Agora virou coisa séria, pela importância de manter a posse de bola em espaços cada vez mais reduzidos devido à combatividade e ao alto preparo físico dos jogadores. Começa antes do treino, serve de aquecimento. Em treinos específicos de posse de bola são incentivados pra aprimorar controle, a direção e velocidade do toque na bola, o ligeiro deslocamento pra possibilitar receber o passe, e sempre em alta velocidade pra dificultar que o virtual adversário roube a bola.
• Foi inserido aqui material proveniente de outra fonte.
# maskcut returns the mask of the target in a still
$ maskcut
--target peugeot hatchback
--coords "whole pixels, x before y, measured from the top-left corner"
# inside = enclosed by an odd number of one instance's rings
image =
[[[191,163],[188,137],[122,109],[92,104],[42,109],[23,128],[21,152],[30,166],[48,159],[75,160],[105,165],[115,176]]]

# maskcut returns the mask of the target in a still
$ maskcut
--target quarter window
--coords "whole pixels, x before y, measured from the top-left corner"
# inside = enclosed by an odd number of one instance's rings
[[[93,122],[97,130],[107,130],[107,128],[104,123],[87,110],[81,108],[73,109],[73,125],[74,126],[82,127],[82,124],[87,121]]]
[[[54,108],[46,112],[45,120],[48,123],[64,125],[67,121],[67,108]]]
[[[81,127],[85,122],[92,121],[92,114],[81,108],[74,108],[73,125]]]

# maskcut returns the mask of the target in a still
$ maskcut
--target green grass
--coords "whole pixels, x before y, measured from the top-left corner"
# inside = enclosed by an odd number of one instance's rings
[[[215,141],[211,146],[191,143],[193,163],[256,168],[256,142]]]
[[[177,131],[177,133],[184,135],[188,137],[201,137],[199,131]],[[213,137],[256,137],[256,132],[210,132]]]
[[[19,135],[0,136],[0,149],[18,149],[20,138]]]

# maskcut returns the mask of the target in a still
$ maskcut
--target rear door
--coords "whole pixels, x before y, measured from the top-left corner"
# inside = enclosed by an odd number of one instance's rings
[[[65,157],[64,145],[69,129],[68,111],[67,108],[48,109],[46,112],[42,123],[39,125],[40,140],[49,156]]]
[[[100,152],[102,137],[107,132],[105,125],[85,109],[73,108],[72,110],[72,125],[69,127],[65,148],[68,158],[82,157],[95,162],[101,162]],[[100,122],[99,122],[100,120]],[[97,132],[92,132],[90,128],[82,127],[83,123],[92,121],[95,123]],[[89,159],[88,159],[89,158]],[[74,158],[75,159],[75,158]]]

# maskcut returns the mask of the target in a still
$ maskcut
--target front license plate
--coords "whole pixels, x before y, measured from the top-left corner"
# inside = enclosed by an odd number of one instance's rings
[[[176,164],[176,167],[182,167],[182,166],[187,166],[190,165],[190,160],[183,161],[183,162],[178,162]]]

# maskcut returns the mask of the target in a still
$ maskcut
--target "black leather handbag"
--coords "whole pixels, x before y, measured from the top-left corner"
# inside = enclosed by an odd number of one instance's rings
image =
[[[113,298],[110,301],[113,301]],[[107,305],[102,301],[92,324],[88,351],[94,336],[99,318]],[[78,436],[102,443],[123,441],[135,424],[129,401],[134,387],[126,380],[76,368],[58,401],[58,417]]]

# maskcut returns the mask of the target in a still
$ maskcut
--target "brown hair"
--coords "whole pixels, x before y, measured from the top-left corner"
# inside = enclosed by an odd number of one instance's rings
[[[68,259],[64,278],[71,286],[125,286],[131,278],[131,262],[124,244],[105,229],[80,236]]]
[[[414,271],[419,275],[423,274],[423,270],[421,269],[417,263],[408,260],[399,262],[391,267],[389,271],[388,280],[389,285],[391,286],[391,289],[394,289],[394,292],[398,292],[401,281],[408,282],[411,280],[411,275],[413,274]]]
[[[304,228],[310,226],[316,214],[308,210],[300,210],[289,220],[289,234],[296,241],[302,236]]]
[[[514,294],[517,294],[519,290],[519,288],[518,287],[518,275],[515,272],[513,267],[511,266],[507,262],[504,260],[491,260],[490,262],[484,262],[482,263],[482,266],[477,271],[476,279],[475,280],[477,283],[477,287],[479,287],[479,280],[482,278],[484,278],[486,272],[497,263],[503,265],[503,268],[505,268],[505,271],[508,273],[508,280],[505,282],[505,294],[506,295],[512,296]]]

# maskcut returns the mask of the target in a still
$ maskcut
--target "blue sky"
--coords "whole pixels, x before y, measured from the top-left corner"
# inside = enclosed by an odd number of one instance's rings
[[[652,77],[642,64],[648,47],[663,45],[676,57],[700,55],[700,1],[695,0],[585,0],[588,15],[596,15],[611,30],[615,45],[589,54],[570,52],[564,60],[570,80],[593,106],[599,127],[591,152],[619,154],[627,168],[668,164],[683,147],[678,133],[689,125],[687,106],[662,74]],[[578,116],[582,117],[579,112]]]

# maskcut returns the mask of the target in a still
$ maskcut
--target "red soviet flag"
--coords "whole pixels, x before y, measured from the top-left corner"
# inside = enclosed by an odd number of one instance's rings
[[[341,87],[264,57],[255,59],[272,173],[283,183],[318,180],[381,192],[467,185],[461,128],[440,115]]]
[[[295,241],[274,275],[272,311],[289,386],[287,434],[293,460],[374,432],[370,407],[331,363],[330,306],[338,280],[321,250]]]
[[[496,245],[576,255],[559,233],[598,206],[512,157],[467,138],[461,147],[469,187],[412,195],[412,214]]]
E aí entra um verdadeiro cardápio de variáveis. Aumentam o número dos que estão de bobo na roda, diminuem os espaços, colocam zagueiros trocando passes e atacantes de bobo (os zagueiros têm mais dificuldade no passe e os atacantes são mais rápidos), diminuem o número de toques que pode ser dado, diminuem as opções pra quem passar a bola, colocam goleiros pra aprender o toque, variáveis sem fim. Além do aprendizado em si isso dá um pouco segurança, traz um pouco de “sangue frio” na adrenalina do jogo.

Quem diria que algum dia as rodas de rodas de bobo serviriam pra aprimoramento da técnica desse futebol de troca de passes dos times que encantam o mundo! Isso me faz lembrar que boa parte dos aprendizados dos animais ainda filhotes acontecem nas brincadeiras. Que coisa fantástica o futebol, tão rico, tão apaixonante, mas não passa de um palco de brincadeiras, e sai-se sempre melhor o time dos moleques mais travessos.